In our model, the data is divided into 5 pieces. Each fold contains 20% of the full dataset portion. We employ K- folds = 5, which means the training portions are 4/5 and only one block is used for validation. In iteration one, we designate the first fold as the validation set and utilize the remaining folds for training. This is valuable for quantitative evaluation to measure the model quality based on a 20% holdout set. We repeat this process, using each fold once as the holdout set according to the number of iterations and the error is averaged see Fig. 5.
The stratify parameter is a valuable tool for addressing imbalances in data. It means that if the number of diabetes patients is 75% of class one diabetes, and the non-diabetes patients, comprise 25% of class zero, then the stratify parameter will make sure that the same percentage portion of the data split is remaining true. The validation structure is presented in Fig. 6.

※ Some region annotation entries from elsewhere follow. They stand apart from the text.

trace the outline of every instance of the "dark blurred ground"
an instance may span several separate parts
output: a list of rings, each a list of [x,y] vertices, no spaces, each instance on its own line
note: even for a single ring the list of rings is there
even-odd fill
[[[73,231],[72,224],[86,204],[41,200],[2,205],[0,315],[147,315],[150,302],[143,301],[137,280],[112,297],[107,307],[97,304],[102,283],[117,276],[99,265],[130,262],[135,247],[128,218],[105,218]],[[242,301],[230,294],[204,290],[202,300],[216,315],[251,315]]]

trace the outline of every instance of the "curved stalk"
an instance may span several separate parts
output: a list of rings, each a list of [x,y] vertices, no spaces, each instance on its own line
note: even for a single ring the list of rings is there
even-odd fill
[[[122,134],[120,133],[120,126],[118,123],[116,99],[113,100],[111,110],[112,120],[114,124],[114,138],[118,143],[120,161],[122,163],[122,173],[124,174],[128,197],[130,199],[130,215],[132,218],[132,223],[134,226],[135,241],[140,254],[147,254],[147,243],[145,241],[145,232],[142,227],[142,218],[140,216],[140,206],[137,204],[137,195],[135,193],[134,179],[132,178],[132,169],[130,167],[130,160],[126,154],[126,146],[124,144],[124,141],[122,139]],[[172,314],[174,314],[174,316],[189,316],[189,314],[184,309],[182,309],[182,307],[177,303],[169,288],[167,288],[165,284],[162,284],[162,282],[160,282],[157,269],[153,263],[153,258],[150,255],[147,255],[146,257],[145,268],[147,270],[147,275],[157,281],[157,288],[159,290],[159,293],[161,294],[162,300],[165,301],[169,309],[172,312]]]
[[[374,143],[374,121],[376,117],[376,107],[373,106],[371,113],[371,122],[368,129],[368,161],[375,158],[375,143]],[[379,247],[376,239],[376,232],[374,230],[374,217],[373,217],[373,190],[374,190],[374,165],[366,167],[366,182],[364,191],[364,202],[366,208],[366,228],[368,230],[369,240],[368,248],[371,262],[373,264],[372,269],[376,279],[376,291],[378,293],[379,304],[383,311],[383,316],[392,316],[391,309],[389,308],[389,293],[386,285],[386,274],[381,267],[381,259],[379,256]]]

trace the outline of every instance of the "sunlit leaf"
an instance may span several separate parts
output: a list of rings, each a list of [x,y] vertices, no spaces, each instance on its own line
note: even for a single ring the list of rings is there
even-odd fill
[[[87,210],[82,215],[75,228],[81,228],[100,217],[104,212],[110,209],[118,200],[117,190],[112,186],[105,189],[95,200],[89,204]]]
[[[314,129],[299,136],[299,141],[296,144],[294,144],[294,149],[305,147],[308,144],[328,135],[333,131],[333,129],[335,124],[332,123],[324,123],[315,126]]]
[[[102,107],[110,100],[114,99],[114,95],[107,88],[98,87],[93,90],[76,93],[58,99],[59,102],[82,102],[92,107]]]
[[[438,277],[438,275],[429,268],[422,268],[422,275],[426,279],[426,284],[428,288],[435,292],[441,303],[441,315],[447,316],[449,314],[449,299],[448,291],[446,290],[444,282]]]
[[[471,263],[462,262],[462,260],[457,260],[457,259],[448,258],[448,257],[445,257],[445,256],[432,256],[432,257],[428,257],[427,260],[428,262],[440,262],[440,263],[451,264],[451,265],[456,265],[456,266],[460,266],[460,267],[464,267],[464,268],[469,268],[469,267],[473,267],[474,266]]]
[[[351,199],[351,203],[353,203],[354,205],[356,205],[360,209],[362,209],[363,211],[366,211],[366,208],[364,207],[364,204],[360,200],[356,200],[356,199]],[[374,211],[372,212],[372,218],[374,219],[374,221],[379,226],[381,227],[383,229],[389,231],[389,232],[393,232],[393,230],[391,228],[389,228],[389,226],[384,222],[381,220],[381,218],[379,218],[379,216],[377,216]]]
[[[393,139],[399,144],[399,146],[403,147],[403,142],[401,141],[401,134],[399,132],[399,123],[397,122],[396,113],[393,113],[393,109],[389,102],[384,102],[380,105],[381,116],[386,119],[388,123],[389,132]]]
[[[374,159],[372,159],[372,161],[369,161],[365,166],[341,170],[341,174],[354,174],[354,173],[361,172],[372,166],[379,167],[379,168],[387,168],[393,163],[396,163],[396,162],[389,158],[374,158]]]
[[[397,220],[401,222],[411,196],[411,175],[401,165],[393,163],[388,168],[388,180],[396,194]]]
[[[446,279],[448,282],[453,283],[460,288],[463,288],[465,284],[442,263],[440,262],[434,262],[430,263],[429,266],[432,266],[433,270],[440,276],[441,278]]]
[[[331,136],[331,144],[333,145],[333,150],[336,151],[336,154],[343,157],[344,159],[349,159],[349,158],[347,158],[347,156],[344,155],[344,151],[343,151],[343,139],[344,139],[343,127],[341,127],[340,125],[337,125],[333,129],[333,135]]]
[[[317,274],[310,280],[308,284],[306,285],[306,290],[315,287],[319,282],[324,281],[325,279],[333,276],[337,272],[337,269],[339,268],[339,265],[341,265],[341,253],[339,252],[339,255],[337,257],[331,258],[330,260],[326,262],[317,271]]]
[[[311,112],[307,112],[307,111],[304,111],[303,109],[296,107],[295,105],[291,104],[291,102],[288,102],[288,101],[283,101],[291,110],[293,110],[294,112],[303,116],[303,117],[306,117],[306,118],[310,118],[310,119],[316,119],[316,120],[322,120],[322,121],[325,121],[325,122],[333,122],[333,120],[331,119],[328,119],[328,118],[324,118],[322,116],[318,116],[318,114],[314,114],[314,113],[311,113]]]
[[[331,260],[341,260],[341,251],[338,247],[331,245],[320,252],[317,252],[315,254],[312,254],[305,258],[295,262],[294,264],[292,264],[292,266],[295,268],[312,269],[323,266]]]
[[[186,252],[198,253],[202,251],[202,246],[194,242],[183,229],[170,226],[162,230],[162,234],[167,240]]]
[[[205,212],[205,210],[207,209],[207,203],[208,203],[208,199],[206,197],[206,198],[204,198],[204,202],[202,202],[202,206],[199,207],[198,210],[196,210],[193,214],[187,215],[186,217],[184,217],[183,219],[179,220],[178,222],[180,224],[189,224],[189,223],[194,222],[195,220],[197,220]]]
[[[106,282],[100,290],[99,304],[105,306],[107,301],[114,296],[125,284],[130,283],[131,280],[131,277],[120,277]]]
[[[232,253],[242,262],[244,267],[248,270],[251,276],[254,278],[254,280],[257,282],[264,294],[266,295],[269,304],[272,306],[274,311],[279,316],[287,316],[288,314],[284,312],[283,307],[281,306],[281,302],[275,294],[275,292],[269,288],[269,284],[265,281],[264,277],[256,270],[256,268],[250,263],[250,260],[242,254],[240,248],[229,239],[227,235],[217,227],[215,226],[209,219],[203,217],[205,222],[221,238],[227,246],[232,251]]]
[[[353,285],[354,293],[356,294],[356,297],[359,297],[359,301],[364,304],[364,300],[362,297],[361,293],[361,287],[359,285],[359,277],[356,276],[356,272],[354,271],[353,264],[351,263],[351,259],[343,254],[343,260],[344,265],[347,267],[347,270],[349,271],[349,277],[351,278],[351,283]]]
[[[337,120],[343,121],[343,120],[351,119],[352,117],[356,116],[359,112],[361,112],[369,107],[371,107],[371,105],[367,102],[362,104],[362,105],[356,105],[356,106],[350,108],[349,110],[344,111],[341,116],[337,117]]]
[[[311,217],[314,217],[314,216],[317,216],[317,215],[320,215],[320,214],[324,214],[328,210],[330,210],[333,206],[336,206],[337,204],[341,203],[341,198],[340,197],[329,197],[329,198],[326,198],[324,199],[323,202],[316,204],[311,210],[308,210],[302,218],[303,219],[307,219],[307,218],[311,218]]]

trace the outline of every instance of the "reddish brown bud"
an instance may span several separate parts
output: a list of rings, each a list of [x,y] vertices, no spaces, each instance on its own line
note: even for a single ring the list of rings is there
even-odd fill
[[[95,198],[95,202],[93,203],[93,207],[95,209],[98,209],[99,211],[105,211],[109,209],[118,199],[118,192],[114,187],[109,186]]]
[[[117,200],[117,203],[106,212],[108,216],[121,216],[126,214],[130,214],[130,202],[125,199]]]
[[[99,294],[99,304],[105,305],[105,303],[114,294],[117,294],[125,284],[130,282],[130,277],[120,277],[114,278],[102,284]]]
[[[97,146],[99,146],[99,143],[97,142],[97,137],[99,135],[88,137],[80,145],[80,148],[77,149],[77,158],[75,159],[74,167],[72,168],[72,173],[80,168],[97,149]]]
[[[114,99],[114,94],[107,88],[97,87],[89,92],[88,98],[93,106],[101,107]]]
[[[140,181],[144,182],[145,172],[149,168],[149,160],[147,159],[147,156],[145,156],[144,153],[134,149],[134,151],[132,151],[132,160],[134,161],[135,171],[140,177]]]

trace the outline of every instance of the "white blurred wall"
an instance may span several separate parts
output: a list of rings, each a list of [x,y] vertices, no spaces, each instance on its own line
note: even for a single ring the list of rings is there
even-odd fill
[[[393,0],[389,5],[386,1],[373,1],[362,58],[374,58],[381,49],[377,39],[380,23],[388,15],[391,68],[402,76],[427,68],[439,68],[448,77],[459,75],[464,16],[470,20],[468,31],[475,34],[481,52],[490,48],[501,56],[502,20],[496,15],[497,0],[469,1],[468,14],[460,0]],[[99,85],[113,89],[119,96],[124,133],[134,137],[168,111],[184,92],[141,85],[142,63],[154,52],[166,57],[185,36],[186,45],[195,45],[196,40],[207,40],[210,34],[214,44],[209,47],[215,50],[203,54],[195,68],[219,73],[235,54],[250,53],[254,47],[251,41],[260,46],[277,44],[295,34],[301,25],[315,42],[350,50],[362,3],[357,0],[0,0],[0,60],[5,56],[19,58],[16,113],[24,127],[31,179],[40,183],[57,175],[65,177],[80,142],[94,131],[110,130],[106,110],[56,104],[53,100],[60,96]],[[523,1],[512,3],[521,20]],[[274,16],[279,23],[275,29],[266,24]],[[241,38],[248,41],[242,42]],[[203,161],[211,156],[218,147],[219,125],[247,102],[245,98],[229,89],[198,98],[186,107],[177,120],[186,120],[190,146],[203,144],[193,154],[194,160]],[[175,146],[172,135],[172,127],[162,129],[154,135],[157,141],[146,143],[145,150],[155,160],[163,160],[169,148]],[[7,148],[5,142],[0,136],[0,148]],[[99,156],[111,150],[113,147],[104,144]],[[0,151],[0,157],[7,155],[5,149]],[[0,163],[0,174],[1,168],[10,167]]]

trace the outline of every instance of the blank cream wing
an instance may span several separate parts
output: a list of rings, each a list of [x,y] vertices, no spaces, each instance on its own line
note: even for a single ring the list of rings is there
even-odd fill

The data with the unlabeled classes has been prepared previously in the pre-processing phase. The mapping function will be employed to classify unseen or unlabeled data to determine which label it belongs to. In the test phase, the model finds the data features that correlate to a defined class. Then the classification technique is tasked with the responsibility of assigning an accurate class label diagnosis to unlabeled cases specifically distinguishing between diabetes and non-diabetes disease. We train the DLNN sequential model using various hyperparameters. By experimenting with different values to determine the best-fit parameter such that epochs (the number of training times) is of three values (10, 50, 100), batch size (the number of sub-samples fed to NN after updating the parameter) are of six values (10, 20, 40, 60, 80, 100), optimizer (a computed past squared gradients) are of seven values ('SGD', 'RMSprop', 'Adagrad', 'Adadelta', 'Adam', 'Adamax', 'Nadam'), activation function ('softmax', 'softplus', 'softsign', 'ReLU', 'tanh', 'sigmoid', 'hard_sigmoid', 'linear'), weight constraint consists of five values (0.01,0.02,0.03,0.04,0.05), neurons are of eleven values (1, 5, 6, 7, 8, 10, 15, 17, 20, 25, 30), momentum are of six values (0.0, 0.2, 0.4, 0.6, 0.8, 0.9) and learning rates are of five values (0.001, 0.01, 0.1, 0.2, 0.3)). We utilized the Keras and Tensor-Flow libraries to create a NN of sequential models. In NN, the Stochastic Gradient Descent (SGD) optimizer is required to reduce the output error during the feed-forward approach. We used the train-test split and cross-validation functions from the scikit-learn library to perform the splitting task.